Thursday, March 2, 2006

Playing Catch-Up

When I took a break from blogging, I also cut down on my blog reading. This gave me more time to do important stuff like reading Robert Heinlein novels, playing tabletop RPGs and tinkering with RPG design, posting on message boards, and watching lots of TV shows on DVD.

Now, I'm playing catch-up with all the great writing on blogs that I've missed out on over the last few months. It's a quixotic undertaking, but I'll keep at it in the hopes that I'll find more stuff like this excellent Sean Collins post from last month. Sean is again dealing with one of his favorite topics - violence and torture as part of our arts and entertainments - and, as usual, he's sharper (not to mention less hypocritical) than most other pop culture pundits.

This time, Sean comments on Eli Roth's claims that the graphic torture scenes in Roth's movie Hostel are meant to make the audience feel guilty about the current state of world affairs (Roth specifically mentions Iraq and the response to Hurricane Katrina).

Sean's response is one that I wish I had come up with:

The notion that your society, your era, your government, your audience is uniquely prone to evil--a notion almost always accompanied by the sort of clean-hands finger-pointing exemplified by Roth [and others]--is to me the absolute laughable height of narcissism in pessimist's clothing; it's the art-critical equivalent of doomsday prophesying. The fact that filmmakers and critics now feel they have free rein on the subject of torture and brutality because they see our government involved in it yet apparently had little or nothing to say on the subject when it was status quo in countless other countries across the globe for years and years and years (which it still is) is exhibit A.

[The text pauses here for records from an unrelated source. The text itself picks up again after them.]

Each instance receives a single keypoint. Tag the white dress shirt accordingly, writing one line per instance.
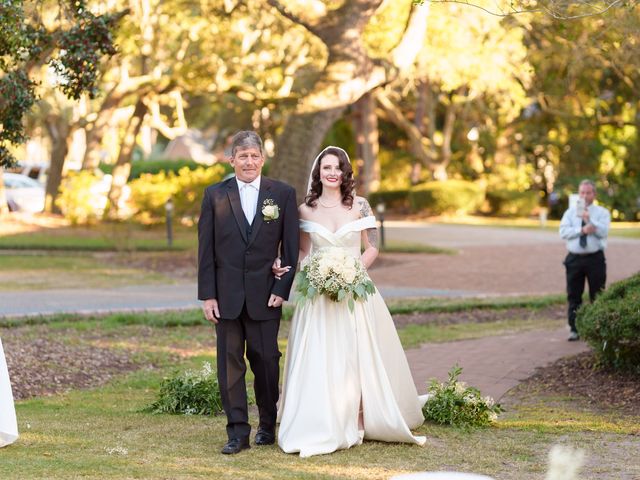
(249, 197)
(571, 229)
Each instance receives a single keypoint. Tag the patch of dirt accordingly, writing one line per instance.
(176, 265)
(479, 315)
(43, 365)
(598, 388)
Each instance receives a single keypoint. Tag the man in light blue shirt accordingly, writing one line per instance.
(584, 227)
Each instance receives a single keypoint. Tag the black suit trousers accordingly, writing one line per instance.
(593, 269)
(261, 340)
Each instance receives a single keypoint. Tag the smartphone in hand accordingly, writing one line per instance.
(580, 206)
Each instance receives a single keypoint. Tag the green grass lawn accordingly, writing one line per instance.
(103, 433)
(66, 270)
(102, 237)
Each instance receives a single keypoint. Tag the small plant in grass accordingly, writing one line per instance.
(455, 403)
(189, 393)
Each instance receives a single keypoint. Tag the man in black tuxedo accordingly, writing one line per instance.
(245, 223)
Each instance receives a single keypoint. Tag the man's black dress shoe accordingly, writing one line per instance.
(265, 437)
(236, 445)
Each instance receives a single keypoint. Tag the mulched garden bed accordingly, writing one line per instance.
(598, 388)
(45, 366)
(479, 315)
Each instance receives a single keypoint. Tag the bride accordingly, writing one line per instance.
(8, 424)
(346, 375)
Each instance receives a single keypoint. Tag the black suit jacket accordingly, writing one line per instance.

There is nothing special about your pet target. On the contrary. All humans, from every country and time period ever, are terrible. That's what great art is about. I can see an argument being made that embracing this belief is a way of letting oneself off the hook; I submit that one who makes that argument proves in so doing that he doesn't understand the belief at all.

Well, I probably wouldn't have gone so far as Sean does here (it is the potential for terribleness that isn't unique to any time or place or culture) but I like the way Sean takes this right over the edge.

He also talks a lot about The Sopranos in this post, and what he says has helped me to get a better handle on my increasingly ambivalent feelings about this show. But that probably deserves a post of its own.

1 comment:

Konrad West said...

I don't think the point of films like Hostel is that only your country/society/etc is prone to evil. It simply points out that it's not just a "them" problem, it's an "us" problem too.